Isn't it crazy how we can have so much built up anger, frustration, and sadness all bottled up at one time, to the point of blocking out what has happened to us in the past?
I'm in the process of going through all my old boxes of stuff, and I stumbled upon a binder FULL of notes, letters and poems I had written around age 16-17 that I forgot about/don't remember writing. Going through it brought me to tears as I realized that I'm no closer to forgiving myself/my A mom today as I was 5 years ago Im slowly working on myself though, and trying to not let her directly or indirectly influence my life in her favour.
This is the one that really got to me. I think I wrote this after one specific fight that ended with my AMom telling me she wished I was never born.

17 years. way too long.
if i had a penny for everytime i heard her say
"Im Sorry, im going to quit"
id be a ************* millionaire
Shes been told by millions of people
most importantly by her mother, her sister, her daughter and her husband.
shes sick, and she needs help.
but she doesnt remember.
because everytime it comes up,
she's hammered.
i hate it.
i love her, i hate the disease.
i kept the secret for so long.
i was embarassed to have friends over because of what they might think.
or what she might do.
But im sick of hiding this.
Its been eating me up inside since the day i realized.
i used to think it was normal, that all adults did it.
then i saw a loving family, one that got along, and didnt fight everytime someone got drunk.
then i realized that my mother was different.
17 years has been way to long.
and things have gotten so much worse.
Im sick of living with this.

You have said so many hurtful things to me throughout my life.
and i dont know how much longer i can take it.
everything is so overwhelming.
i now have to deal with this, along with the stresses of school, and work.
I dont want to be the Adult in our family anymore.
im 17 years old, i shouldnt be the mature one.
I have wanted for so long for you to quit,
but i have come to the conclusion
I realize now, that the day you quit will be the day you die.

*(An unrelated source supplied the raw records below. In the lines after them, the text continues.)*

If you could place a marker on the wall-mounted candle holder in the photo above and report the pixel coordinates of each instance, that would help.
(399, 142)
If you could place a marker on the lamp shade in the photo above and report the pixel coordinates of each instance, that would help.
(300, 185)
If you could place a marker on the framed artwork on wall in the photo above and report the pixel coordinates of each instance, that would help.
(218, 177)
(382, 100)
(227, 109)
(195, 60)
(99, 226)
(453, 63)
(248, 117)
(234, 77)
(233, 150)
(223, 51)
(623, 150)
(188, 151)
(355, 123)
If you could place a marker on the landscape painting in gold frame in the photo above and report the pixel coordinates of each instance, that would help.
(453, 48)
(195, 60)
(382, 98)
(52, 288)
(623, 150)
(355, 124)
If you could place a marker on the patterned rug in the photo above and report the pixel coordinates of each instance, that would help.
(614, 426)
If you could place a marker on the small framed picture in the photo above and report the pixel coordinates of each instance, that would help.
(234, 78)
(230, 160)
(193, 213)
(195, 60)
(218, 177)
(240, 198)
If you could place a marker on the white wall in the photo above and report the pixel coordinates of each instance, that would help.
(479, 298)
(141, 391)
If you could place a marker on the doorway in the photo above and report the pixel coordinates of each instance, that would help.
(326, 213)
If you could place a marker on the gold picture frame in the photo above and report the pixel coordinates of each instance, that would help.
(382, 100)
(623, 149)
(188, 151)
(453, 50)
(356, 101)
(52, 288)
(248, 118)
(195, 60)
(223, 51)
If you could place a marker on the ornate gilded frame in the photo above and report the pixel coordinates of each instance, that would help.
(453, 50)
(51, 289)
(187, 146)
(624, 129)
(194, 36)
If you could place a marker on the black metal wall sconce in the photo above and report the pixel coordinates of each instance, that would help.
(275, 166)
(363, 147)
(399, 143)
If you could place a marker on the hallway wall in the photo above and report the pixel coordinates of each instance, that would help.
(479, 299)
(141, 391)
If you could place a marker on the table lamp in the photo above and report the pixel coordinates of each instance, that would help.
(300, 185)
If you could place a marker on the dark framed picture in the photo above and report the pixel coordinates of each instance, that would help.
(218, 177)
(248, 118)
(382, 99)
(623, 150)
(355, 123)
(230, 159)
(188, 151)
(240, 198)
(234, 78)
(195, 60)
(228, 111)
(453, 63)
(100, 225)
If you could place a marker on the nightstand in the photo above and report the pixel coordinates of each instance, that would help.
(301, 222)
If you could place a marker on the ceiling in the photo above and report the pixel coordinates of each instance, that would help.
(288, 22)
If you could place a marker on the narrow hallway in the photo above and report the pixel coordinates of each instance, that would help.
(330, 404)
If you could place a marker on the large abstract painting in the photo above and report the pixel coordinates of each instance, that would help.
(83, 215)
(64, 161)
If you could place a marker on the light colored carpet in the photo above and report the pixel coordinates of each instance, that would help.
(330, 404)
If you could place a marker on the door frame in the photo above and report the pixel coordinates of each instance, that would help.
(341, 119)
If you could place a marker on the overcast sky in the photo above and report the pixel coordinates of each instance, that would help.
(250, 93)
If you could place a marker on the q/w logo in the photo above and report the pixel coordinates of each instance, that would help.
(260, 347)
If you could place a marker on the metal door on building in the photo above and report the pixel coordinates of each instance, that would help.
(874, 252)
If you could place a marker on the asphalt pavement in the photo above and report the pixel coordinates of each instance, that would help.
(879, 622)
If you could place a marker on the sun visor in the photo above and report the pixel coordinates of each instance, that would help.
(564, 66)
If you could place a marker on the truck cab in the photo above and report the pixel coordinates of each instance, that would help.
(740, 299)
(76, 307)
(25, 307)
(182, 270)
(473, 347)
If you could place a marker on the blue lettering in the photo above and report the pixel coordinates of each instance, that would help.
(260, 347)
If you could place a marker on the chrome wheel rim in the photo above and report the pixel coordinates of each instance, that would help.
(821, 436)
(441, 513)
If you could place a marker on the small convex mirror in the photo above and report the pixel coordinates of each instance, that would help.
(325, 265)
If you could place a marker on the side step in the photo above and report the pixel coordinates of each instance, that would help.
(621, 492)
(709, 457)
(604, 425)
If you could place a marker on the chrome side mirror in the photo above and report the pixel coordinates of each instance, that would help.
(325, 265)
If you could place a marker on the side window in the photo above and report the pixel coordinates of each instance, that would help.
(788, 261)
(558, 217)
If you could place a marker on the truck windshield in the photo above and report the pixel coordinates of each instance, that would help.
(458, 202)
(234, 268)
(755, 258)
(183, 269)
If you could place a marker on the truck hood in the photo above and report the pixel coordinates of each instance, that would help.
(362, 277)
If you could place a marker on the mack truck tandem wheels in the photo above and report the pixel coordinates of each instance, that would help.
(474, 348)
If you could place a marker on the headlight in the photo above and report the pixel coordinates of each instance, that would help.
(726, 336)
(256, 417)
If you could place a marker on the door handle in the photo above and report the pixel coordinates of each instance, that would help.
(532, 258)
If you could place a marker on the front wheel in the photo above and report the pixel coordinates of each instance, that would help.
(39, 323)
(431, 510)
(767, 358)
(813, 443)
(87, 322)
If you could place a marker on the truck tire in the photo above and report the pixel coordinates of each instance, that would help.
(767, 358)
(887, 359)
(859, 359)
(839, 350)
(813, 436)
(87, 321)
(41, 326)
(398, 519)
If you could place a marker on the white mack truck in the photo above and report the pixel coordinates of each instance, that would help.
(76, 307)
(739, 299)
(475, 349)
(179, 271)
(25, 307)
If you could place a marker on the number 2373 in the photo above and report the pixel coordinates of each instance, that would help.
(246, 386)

I want you to know that i love you, and i always will.
I want you to know that these last couple of years have been the hardest on me.
Children are supposed to learn from their parents, but i know now that your not the perfect role model for me, and i am well aware that i dont ever want to do this to my children.
I want you to know that even though i will always love you, i hate you at the same time.
You have no ******* idea what you have put us all through with your addiction. and I hope one day you will figure it out.

Mom, your an alcoholic and you need to wake up.